In deze zaak heeft de Hoge Raad op 16 januari 1987 uitspraak gedaan over de vraag of een beding in algemene voorwaarden dat verrekening uitsluit, onredelijk bezwarend is. De eiser, [eiser], had een vordering ingesteld tegen de Tilburgsche Hypotheekbank NV, waarin hij stelde dat zijn vordering op de bank ad ƒ. 433.000,-- vatbaar was voor compensatie met zijn schuld aan de bank van ƒ. 445.000,-- uit een hypothecaire geldlening. De bank verweerde zich met een beroep op een beding in de algemene voorwaarden dat betaling zonder enige inhouding of compensatie vereiste. De rechtbank te Breda had de vordering van de eiser afgewezen, en het Gerechtshof te 's-Hertogenbosch bekrachtigde dit vonnis.
De Hoge Raad oordeelde dat de artikelen 53 en 234 F. van de Faillissementswet niet in de weg staan aan een contractuele uitsluiting van compensatie, tenzij uitdrukkelijk anders is overeengekomen. De Hoge Raad benadrukte dat de beoordeling of een beroep op een beding in strijd is met de goede trouw afhankelijk is van de omstandigheden van het geval, waaronder de aard van het beding en de verhouding tussen partijen. In dit geval was er onvoldoende bewijs dat het beroep op het beding door de Tilburgsche in strijd met de goede trouw was.

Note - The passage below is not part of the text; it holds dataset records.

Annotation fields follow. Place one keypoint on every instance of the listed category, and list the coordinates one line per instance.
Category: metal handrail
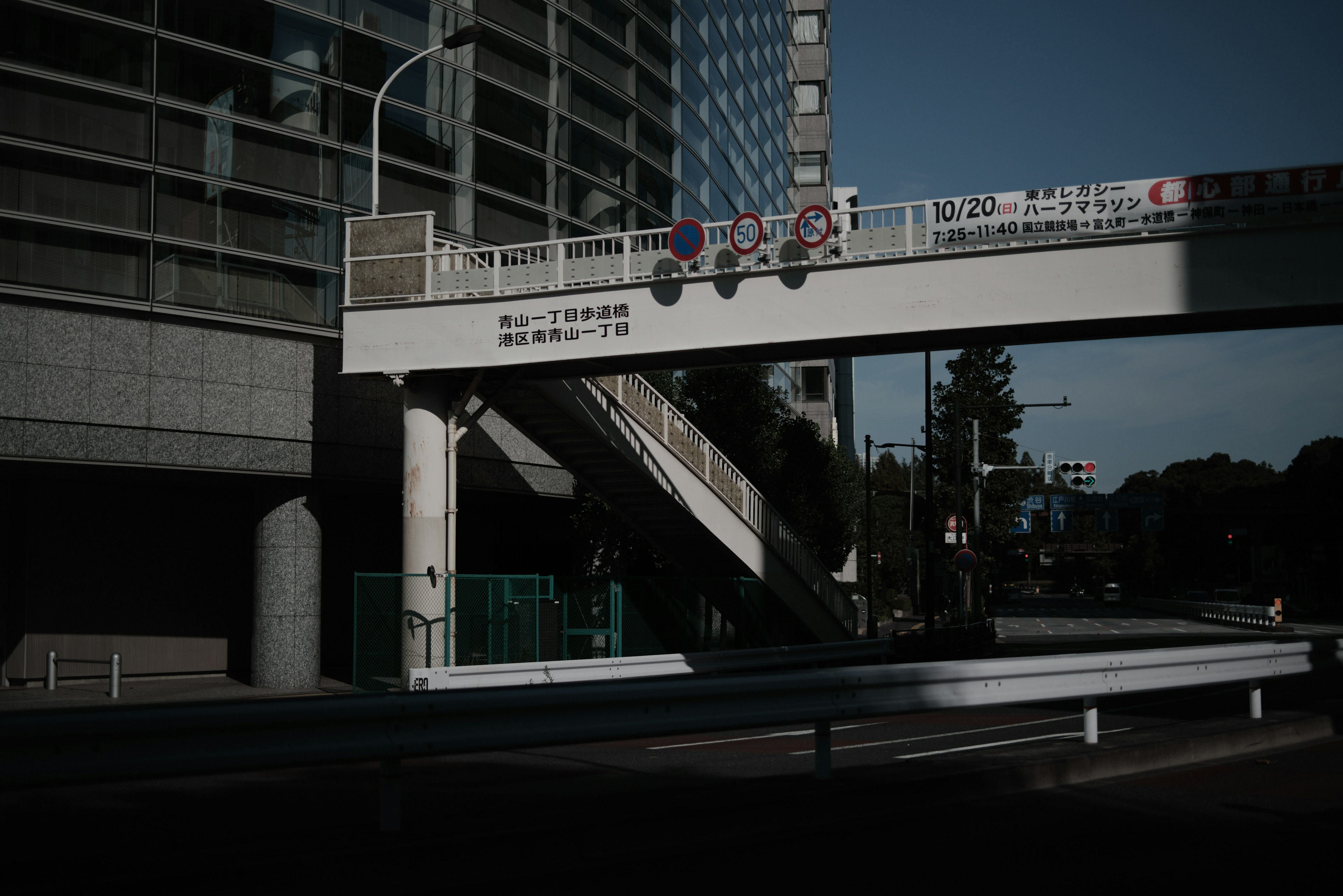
(1239, 613)
(554, 263)
(669, 425)
(113, 663)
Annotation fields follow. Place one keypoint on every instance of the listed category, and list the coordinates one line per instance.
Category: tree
(980, 377)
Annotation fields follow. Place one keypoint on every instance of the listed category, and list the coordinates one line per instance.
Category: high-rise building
(182, 463)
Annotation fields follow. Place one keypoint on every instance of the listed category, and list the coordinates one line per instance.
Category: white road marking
(948, 734)
(1004, 743)
(778, 734)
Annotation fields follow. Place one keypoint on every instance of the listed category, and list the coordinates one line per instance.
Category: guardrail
(1240, 614)
(51, 747)
(667, 424)
(668, 664)
(113, 664)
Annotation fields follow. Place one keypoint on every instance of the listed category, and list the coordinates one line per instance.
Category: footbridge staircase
(636, 451)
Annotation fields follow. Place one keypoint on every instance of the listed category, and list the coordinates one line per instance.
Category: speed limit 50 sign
(746, 233)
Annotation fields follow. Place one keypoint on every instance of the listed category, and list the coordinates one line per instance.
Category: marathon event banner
(1255, 196)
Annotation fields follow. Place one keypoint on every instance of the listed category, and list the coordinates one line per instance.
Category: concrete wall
(134, 452)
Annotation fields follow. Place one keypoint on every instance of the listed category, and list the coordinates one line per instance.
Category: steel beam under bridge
(1142, 285)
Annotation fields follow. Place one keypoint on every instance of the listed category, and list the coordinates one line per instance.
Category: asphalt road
(1041, 618)
(704, 813)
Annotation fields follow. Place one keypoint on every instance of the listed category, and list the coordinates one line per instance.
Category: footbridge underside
(843, 304)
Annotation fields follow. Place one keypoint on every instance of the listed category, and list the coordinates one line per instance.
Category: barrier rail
(53, 747)
(667, 424)
(113, 672)
(667, 664)
(1242, 614)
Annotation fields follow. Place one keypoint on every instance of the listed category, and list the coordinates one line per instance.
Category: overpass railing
(1130, 210)
(1237, 614)
(668, 425)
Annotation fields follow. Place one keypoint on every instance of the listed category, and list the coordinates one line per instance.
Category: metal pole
(961, 526)
(872, 593)
(930, 600)
(978, 483)
(378, 111)
(823, 751)
(390, 796)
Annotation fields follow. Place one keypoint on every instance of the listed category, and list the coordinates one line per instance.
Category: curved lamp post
(470, 34)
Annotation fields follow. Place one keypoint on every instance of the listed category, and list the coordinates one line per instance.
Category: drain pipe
(453, 436)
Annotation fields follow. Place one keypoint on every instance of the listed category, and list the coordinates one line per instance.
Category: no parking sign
(687, 239)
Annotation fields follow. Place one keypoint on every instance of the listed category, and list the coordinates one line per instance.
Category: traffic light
(1080, 475)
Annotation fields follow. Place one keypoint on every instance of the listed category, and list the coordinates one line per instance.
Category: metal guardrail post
(823, 751)
(390, 796)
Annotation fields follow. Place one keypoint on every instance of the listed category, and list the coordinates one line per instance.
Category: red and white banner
(1276, 195)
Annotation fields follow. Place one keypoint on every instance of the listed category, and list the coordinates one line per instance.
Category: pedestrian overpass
(555, 332)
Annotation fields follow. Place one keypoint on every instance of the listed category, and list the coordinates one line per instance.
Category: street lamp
(470, 34)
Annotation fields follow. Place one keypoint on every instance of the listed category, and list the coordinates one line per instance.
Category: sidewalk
(94, 694)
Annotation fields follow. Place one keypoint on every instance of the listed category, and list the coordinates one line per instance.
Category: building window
(806, 97)
(806, 27)
(814, 384)
(808, 170)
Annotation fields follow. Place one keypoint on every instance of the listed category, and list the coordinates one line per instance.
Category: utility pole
(975, 545)
(867, 491)
(930, 512)
(961, 526)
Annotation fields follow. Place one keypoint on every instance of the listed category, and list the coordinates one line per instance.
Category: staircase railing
(665, 422)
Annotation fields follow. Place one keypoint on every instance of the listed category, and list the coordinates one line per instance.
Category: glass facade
(203, 153)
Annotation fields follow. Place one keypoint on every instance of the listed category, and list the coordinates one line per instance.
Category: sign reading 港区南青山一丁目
(1088, 210)
(564, 325)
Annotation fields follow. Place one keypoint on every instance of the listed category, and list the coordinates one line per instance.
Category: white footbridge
(555, 332)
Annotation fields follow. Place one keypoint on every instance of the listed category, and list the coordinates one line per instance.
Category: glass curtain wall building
(202, 153)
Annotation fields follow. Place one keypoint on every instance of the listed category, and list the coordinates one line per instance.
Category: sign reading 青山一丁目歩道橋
(1088, 210)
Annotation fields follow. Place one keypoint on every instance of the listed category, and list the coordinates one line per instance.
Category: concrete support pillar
(286, 593)
(425, 486)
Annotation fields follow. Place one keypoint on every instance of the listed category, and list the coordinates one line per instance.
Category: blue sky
(947, 100)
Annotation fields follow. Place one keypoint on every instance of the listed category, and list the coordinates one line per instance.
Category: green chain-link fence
(401, 620)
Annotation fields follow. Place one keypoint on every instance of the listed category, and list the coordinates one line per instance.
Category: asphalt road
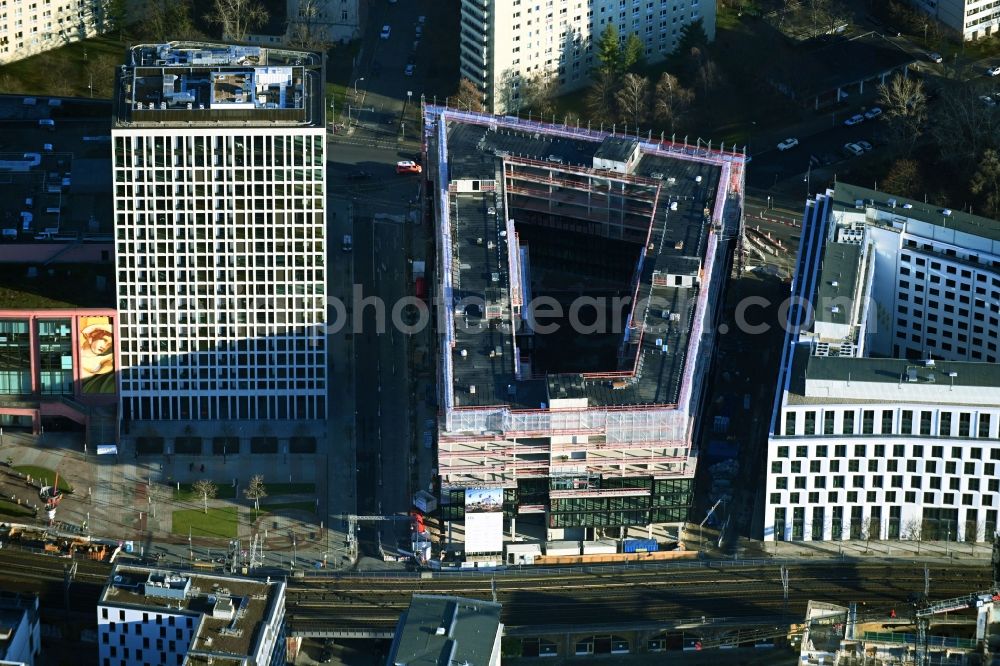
(769, 165)
(383, 395)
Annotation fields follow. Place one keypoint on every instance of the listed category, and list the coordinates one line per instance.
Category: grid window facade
(220, 239)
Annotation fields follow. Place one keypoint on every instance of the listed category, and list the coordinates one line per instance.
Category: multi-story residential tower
(158, 616)
(505, 43)
(887, 412)
(28, 27)
(579, 276)
(219, 167)
(971, 19)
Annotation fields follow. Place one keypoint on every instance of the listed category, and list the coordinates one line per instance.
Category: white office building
(887, 415)
(219, 166)
(505, 43)
(29, 27)
(151, 616)
(972, 19)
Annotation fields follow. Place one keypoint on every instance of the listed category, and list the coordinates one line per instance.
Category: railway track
(357, 602)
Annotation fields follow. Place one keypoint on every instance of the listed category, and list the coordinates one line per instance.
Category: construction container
(640, 546)
(555, 548)
(602, 547)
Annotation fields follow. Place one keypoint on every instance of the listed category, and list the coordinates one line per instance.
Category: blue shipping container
(640, 546)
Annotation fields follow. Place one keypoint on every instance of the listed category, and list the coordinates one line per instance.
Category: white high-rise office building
(219, 166)
(505, 43)
(887, 416)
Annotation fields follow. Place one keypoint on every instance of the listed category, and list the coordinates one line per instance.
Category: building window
(789, 423)
(848, 425)
(944, 427)
(964, 422)
(868, 422)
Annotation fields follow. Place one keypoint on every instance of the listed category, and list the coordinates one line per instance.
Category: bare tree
(237, 18)
(985, 181)
(903, 178)
(538, 93)
(633, 99)
(207, 489)
(904, 104)
(671, 101)
(309, 29)
(255, 491)
(601, 102)
(963, 126)
(468, 96)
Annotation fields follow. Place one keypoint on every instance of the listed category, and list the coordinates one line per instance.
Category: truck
(424, 501)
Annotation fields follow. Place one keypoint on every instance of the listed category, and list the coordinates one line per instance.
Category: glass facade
(15, 357)
(55, 340)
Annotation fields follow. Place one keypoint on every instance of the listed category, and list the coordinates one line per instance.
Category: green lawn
(220, 523)
(66, 71)
(289, 506)
(49, 476)
(15, 510)
(290, 488)
(186, 494)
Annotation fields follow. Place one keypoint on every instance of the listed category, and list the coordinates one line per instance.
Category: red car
(408, 166)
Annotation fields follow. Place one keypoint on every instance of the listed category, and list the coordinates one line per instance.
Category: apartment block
(505, 43)
(28, 27)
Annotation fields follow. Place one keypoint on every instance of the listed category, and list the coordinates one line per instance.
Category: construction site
(578, 279)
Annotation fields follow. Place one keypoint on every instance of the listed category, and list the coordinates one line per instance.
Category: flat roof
(446, 631)
(251, 602)
(55, 180)
(180, 83)
(483, 353)
(35, 287)
(846, 195)
(838, 280)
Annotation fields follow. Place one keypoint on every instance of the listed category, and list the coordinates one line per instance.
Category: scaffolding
(497, 444)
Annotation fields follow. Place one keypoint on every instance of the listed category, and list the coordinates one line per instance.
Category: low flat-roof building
(579, 275)
(444, 631)
(887, 413)
(157, 616)
(20, 634)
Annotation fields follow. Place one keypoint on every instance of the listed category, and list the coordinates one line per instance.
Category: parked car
(408, 166)
(788, 144)
(853, 149)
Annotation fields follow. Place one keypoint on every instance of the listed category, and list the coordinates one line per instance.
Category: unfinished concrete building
(577, 281)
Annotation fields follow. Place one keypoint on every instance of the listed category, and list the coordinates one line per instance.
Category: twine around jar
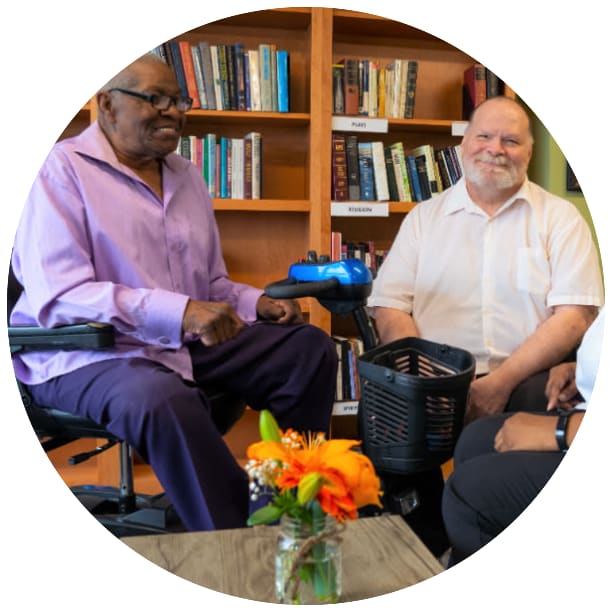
(294, 575)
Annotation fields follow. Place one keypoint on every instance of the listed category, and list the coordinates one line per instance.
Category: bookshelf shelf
(248, 118)
(261, 238)
(295, 206)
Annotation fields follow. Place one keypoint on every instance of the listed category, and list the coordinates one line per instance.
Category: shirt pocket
(532, 270)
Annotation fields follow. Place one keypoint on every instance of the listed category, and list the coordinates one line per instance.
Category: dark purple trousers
(288, 369)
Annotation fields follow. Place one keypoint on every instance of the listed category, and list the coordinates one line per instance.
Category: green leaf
(268, 427)
(264, 515)
(308, 488)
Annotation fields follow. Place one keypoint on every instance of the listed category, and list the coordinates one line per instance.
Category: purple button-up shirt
(95, 243)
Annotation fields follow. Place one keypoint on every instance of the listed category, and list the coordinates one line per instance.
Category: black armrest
(66, 337)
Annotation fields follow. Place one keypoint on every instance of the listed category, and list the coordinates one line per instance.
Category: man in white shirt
(495, 265)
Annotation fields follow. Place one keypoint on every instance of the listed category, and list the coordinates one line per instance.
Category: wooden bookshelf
(261, 238)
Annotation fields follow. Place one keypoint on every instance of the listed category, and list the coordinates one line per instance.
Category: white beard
(507, 176)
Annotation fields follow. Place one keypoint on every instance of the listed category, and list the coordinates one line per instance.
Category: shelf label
(359, 124)
(458, 128)
(345, 408)
(360, 209)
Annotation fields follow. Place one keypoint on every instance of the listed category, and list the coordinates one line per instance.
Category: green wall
(548, 168)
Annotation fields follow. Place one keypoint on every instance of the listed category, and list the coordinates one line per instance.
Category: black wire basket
(412, 405)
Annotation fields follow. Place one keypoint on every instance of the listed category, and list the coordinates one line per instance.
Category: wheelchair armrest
(67, 337)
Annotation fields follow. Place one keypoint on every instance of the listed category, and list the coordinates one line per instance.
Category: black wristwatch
(561, 429)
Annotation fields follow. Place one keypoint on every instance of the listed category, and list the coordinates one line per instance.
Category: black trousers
(428, 520)
(488, 490)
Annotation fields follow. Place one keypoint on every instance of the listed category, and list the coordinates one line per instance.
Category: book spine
(391, 180)
(257, 155)
(282, 77)
(199, 75)
(238, 62)
(254, 80)
(224, 76)
(177, 65)
(417, 194)
(214, 56)
(380, 172)
(401, 173)
(265, 77)
(338, 89)
(352, 163)
(189, 70)
(237, 170)
(339, 168)
(248, 168)
(366, 172)
(411, 81)
(351, 86)
(209, 81)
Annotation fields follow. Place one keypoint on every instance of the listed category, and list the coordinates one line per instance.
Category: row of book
(479, 84)
(366, 251)
(365, 87)
(371, 171)
(230, 77)
(231, 167)
(347, 381)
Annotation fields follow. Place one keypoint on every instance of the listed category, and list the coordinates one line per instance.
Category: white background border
(556, 556)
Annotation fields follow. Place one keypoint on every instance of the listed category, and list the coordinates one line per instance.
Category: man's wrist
(562, 428)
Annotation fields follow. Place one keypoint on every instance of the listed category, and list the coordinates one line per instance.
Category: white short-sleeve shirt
(485, 283)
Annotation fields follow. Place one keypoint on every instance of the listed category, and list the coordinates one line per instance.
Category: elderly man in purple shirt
(119, 229)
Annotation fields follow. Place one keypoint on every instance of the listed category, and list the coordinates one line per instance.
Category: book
(208, 76)
(415, 183)
(427, 151)
(401, 173)
(445, 175)
(338, 89)
(282, 79)
(423, 178)
(214, 57)
(265, 76)
(189, 72)
(210, 163)
(366, 171)
(224, 75)
(352, 162)
(239, 79)
(254, 82)
(177, 66)
(336, 245)
(411, 81)
(257, 167)
(474, 88)
(381, 184)
(339, 168)
(495, 86)
(391, 180)
(373, 85)
(199, 75)
(351, 86)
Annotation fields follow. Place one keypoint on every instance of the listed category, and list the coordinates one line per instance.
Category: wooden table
(379, 555)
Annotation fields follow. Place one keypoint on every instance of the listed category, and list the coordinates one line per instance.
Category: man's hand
(280, 311)
(561, 389)
(526, 431)
(214, 322)
(488, 395)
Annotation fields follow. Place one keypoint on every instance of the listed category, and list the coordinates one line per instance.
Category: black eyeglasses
(159, 101)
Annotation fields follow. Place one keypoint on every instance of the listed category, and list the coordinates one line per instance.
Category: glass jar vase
(308, 561)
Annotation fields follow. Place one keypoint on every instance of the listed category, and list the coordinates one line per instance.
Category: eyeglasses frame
(151, 97)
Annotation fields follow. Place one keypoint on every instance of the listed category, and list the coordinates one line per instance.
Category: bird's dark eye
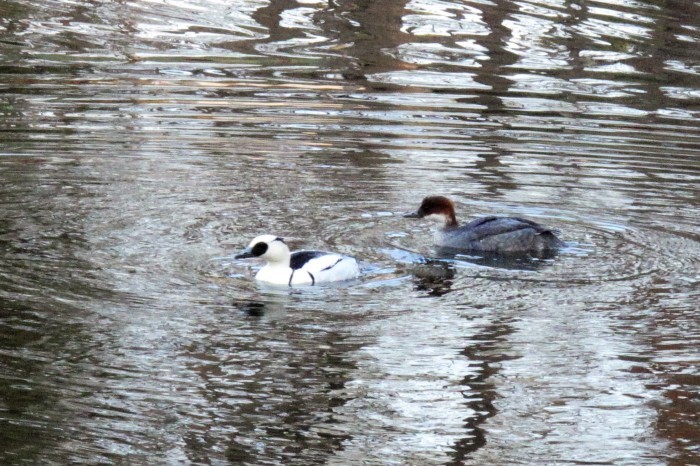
(259, 249)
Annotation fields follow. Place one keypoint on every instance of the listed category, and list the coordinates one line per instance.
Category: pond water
(144, 143)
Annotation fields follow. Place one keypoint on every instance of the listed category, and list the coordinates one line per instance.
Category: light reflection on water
(145, 143)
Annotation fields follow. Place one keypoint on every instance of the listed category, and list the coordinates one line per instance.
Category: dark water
(143, 143)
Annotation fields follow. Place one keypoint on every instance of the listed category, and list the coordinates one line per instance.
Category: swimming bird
(486, 234)
(300, 267)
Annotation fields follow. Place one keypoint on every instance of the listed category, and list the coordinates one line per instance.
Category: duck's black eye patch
(259, 249)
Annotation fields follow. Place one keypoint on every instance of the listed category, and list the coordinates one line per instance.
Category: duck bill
(245, 254)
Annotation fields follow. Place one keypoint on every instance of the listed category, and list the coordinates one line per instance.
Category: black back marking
(333, 265)
(259, 249)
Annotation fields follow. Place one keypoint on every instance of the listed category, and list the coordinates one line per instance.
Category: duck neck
(450, 222)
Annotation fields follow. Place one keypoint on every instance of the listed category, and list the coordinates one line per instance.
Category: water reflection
(143, 142)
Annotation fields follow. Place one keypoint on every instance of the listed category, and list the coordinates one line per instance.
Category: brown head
(439, 208)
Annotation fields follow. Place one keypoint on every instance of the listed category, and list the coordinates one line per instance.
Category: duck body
(501, 235)
(300, 267)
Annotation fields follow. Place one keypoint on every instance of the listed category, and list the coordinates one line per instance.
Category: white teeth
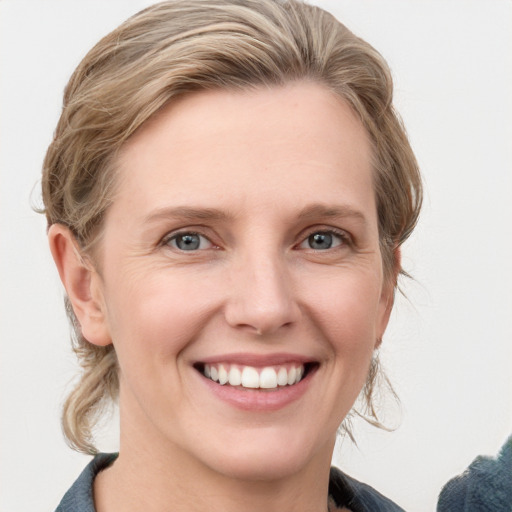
(268, 378)
(235, 376)
(300, 373)
(250, 377)
(282, 377)
(223, 375)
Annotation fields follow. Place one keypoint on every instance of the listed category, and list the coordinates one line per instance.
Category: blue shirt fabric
(485, 486)
(343, 490)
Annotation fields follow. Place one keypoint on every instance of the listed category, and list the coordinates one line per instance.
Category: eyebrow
(310, 212)
(335, 211)
(187, 213)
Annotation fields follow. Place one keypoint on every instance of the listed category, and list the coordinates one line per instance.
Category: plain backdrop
(448, 349)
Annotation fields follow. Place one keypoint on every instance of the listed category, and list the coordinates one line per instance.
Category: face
(241, 279)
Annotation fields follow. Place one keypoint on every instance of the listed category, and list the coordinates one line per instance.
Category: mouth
(265, 378)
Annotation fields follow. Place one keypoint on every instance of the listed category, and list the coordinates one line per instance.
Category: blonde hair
(171, 49)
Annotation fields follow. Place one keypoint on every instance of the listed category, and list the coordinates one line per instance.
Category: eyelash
(343, 236)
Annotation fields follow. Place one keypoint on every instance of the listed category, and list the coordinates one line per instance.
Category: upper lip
(257, 360)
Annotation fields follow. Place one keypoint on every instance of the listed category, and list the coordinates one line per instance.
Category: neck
(156, 476)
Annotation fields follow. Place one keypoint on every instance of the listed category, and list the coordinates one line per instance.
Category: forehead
(246, 149)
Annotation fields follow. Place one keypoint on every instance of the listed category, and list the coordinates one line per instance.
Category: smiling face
(241, 279)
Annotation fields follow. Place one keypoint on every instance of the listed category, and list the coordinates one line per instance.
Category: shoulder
(357, 496)
(79, 497)
(485, 486)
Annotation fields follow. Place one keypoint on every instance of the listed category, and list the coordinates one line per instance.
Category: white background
(448, 350)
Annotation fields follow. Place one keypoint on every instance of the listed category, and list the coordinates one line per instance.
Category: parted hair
(172, 49)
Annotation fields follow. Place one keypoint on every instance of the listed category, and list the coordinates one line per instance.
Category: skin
(276, 165)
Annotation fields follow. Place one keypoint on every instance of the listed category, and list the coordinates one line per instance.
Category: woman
(227, 193)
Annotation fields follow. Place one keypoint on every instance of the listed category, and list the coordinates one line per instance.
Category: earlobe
(82, 284)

De Hoge Raad verwierp het beroep van de eiser en veroordeelde hem in de kosten van het geding in cassatie. Dit arrest bevestigt de noodzaak om bij de beoordeling van bedingen in algemene voorwaarden rekening te houden met de specifieke omstandigheden van het geval, en dat een uitsluiting van compensatie niet automatisch als onredelijk bezwarend wordt beschouwd.